Mapeamento de Vulnerabilidades de Áreas Suscetíveis a Deslizamentos e Inundações

Acontece na próxima terça-feira (10), às 14h, na sede do Sindicato dos Municipários de Capão do Leão, a apresentação do projeto que versa sobre mapeamento de áreas propícias a inundações e deslizamentos de terra no município. Este projeto foi financiado pela Secretaria Nacional de Proteção e Defesa Civil, através do Centro Nacional de Gerenciamento de Riscos e Desastres (CENAD) e conduzido pelo Centro Universitário de Estudos e Pesquisas sobre Desastres (CEPED/RS) da Universidade Federal do Rio Grande do Sul (UFRGS). O projeto contempla  oito municípios gaúchos: Sapucaia do Sul, Novo Hamburgo, Rolante, Igrejinha, Encantado, Estrela, São Lourenço do Sul e Capão do Leão.

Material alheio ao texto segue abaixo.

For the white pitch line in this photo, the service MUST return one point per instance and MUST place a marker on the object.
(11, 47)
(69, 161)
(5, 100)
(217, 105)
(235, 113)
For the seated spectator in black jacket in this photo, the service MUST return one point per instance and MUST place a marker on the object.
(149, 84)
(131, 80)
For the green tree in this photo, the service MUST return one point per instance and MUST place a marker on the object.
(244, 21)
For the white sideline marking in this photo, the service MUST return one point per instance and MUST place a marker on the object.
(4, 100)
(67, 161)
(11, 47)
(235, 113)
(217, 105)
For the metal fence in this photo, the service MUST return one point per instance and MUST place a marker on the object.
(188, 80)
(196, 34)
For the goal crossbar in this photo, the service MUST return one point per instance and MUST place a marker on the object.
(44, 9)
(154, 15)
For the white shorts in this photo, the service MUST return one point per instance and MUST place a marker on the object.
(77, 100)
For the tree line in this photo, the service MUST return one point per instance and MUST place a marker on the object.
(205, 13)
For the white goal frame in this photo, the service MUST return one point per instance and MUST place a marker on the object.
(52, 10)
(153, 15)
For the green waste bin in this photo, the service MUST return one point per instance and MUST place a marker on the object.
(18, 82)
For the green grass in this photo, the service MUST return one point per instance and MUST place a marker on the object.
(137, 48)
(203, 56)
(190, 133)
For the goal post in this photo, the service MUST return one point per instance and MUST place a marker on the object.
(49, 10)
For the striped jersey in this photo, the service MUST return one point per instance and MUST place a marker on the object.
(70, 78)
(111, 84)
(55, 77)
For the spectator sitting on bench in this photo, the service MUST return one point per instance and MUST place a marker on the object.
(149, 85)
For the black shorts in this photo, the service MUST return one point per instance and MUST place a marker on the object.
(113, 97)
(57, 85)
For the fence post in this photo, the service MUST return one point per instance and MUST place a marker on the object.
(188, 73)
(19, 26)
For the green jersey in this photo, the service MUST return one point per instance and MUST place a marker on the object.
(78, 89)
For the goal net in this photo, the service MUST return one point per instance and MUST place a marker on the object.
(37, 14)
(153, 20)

Três membros do CEPED/RS (eng. Dra. Alexandra Passuello, arq. Dra. Ivana Jalowitzki e arq. Eloisa Giazzon) comparecerão para fazer a devolutiva ao município. A abordagem terá foco em Capão do Leão, no que se refere aos resultados do processo de diagnóstico da realidade face aos processos perigosos de deslizamentos e inundações, baseado nos princípios de interdisciplinaridade, integração entre saber técnico e popular e fomento ao processo participativo. A audiência para a devolutiva também contará com três seminários complementares para compartilhamento de experiências com  Glênio Freitas Junior, secretário executivo da Defesa Civil de Rio Grande; Paulo Santos, coordenador da Defesa Civil de Pelotas;  e Rodrigo Seefeldt, coordenador municipal da Defesa Civil de São Lourenço do Sul.

O desenvolvimento do projeto se estruturou em quatro etapas: proposição de metodologia para análise da vulnerabilidade, com construção de indicadores, definição de níveis para classificação segundo diferentes dimensões e desenvolvimento de um modelo de ponderação; levantamento de dados para caracterização da situação de vulnerabilidade percebida/existente (esse processo foi alicerçado em estratégias de mobilização e sensibilização, incluindo atividades interativas para discussão de aspectos territoriais, sociais e de saúde, realizadas com governo local, defesa civil e moradores). Visitas de campo complementaram a coleta de dados, realizadas para validar percepções e dados registrados nas atividades interativas; elaboração de base cartográfica, gerando mapas de vulnerabilidade a partir da aplicação desta metodologia; e análise dos resultados e estabelecimento de recomendações para cada município.

A partir deste trabalho foi possível desenvolver uma metodologia capaz de identificar a vulnerabilidade dos setores de risco de uma maneira abrangente e participativa, propiciando que a gestão de risco se transforme em um instrumento para tomada de decisões para futuras intervenções, sejam elas estruturais ou não-estruturais, dando apoio à elaboração de políticas públicas de redução de riscos de desastres e garantindo a transversalidade do processo.